Look 2: Coat – Nanushka. Sweater – COS. Skirt – ASOS. Shoes – Nike LunarElite Sky Hi
Look 3: Cardigan & skirt – Peter Pilotto for Target (via Net-a-porter). Shoes – Nike LunarElite Sky Hi. Bag – JinYoo103684. Bag – Kurt Geiger. Turtleneck – Uniqlo. Puffer Vest – Gap.

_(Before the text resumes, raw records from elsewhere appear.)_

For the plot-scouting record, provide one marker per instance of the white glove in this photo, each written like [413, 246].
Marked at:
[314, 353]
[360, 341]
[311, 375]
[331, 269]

I don’t know what it is about my late twenties but boy am I working up a collection of trainers, each bought with the same reasoning technique that accounts for the thirty bags of jumbo peanuts in our pantry: THIS MUST BE HANDY DURING THE APOCALYPSE. It’s odd because 1) I am a hamburger when it comes to exercise (i.e I do not put the ‘train’ in ‘trainer’), and 2) I held a crusade against flats all throughout my teenage years and stuffed tissues, not only in my bra, but in my trainers as well for the wedge effect. So I came across these Nike LunarElite Sky Hi‘s, I reasoned that yes I needed another pair of trainers because APOCALYPSE, but also revelled at the fact that it was my teenage crusade manifested (Waterbra? check), in perforated neoprene and all the essential lightweight, cushioning technology of a classic Nike running model. Plus, neon yellow because I’m biologically hazardous like that.